- Location: Barangay Amas, Kidapawan, Philippines
- Date: January 4, 2017 around 1:00 (UTC+8)
- Target: Cotabato Provincial Jail
- Attack type: Prison break
- Deaths: 7 (1 guard, 1 barangay official, 5 prisoners)
- Perpetrators: Bangsamoro Islamic Freedom Fighters
- No. of participants: 100 armed men (attackers)
- Defenders: Cotabato Police

= 2017 Kidapawan jail siege =

2017 prison break in the Philippines

The 2017 Kidapawan jail siege occurred when about a hundred unidentified armed men attacked the Cotabato Provincial Jail in Kidapawan, Philippines at around midnight freeing at least 158 inmates.
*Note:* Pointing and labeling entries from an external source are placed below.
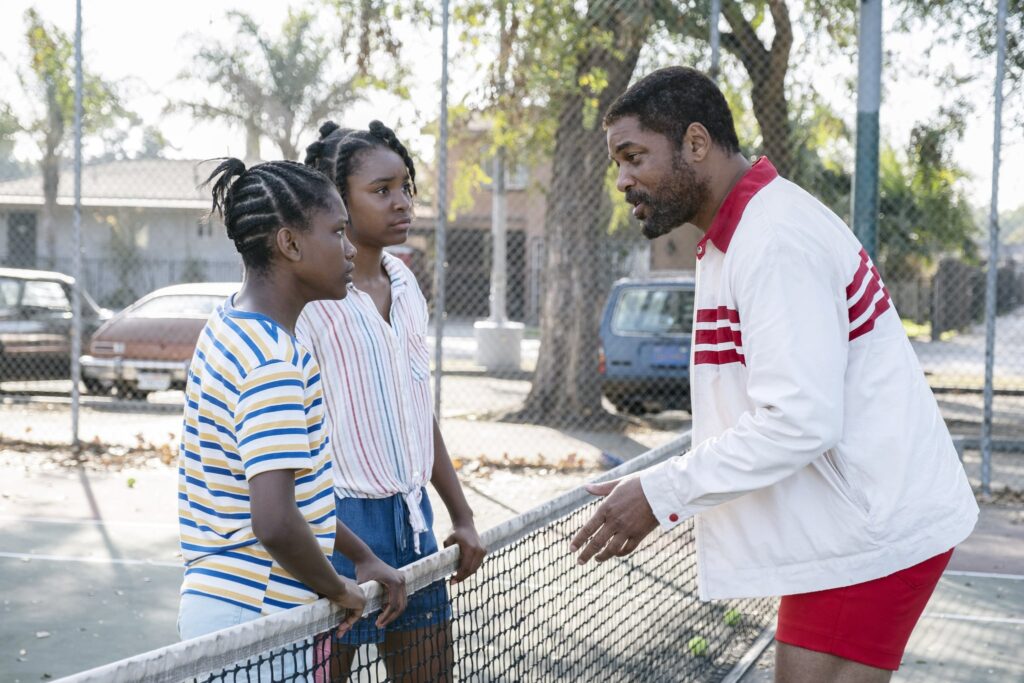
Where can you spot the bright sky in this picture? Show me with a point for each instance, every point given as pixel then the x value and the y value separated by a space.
pixel 142 41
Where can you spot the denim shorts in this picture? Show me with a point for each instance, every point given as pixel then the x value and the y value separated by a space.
pixel 383 524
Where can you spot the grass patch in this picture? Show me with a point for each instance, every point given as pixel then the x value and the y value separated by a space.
pixel 923 331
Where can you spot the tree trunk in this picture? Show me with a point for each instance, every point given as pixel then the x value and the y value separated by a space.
pixel 252 143
pixel 577 274
pixel 50 166
pixel 767 68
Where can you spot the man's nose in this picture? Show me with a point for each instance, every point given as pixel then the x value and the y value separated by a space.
pixel 624 181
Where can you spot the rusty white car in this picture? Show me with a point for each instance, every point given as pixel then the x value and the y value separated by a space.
pixel 147 346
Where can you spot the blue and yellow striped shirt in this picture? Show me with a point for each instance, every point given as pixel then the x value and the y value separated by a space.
pixel 253 403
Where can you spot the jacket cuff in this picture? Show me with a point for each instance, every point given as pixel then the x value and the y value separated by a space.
pixel 659 492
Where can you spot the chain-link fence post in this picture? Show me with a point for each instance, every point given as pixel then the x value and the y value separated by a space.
pixel 441 219
pixel 993 254
pixel 865 181
pixel 76 293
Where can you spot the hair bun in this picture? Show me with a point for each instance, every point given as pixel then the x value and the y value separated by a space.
pixel 228 169
pixel 378 129
pixel 313 152
pixel 328 128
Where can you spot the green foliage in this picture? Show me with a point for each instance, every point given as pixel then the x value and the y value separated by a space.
pixel 973 25
pixel 51 78
pixel 1011 225
pixel 923 212
pixel 281 86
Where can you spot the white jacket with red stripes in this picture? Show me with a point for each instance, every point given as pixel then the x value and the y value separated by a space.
pixel 820 458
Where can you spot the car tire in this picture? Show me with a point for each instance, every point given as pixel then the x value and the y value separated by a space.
pixel 629 407
pixel 94 386
pixel 131 392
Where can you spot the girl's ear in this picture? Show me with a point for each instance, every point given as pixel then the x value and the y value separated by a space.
pixel 288 243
Five inmates, a barangay official and a prison guard died in the siege. The jail break resulting from the attack is reportedly the biggest in the history of Cotabato.

==Attack==
At around 1:00 am armed men attacked the Cotabato Provincial Jail in Barangay Amas of Kidapawan. This led to the escape of at least 158 inmates out of the 1,511 people detained in the prison. A power outage which put out the lights in the prison preceded the attack. The intent of the siege was to free certain inmates detained in two cells but nearby inmates were also freed by the gunmen who reportedly spoke in the Maguindanao language.

According to a report by the Bureau of Jail Management and Penology (BJMP), the gunfight following the attack lasted around two hours. The prisoners reportedly escaped through a wooden ladder placed at the back portion of the prison.

Earlier before the attack, the local police of Amas was warned of plans of a jail siege to free high-profile inmates. The barangay volunteer security group which was not armed warned the residents of the locality of the possible attack.

Jail Officer 1 Excel Visido died during the attack as well as Barangay Patadon Councilor, Satar Manalundong who was shot after authorities suspected him of helping an inmate escape.

12 escapees were "recovered" by authorities while two surrendered to the city mayor.

==Aftermath==
Kidapawan Mayor Joseph Evangelista requested the 39th Infantry Battalion to help the Cotabato Police Provincial Office in securing the site of the incident and in conducting strict highway inspection. The Kidapawan City 911 Response Unit was also put on standby in the area. Classes were suspended in five public schools situated in Barangay Amas. BJMP's Special Tactics and Response team, the Special Action Force, and the military conducted clearing operations within and around the vicinity of the prison.

The police in Davao City were put into full alert following the jail siege.

==Perpetrators==
Initial reports suggested that the Moro Islamic Liberation Front (MILF) were behind the attack with the armed group responsible for the attack allegedly led by MILF commander Satar Mandalondong. MILF Vice Chairman for Political Affairs Ghadzali Jaafar denied that his group was involved in the attack and offered to share information regarding the attack if they manage to get them.

The Bangsamoro Islamic Freedom Fighters were also suspected to be behind the attack, but the group's spokesperson Abu Misry denied the involvement of his group in the attack.

The local authorities of Amas has received feedback that the group was led by a certain Commander Derby, who is wanted for serious offenses, including armed robbery, drug trafficking, and extortion. Commander Derby was suspected to be bribed by a local drug lord to help him escape.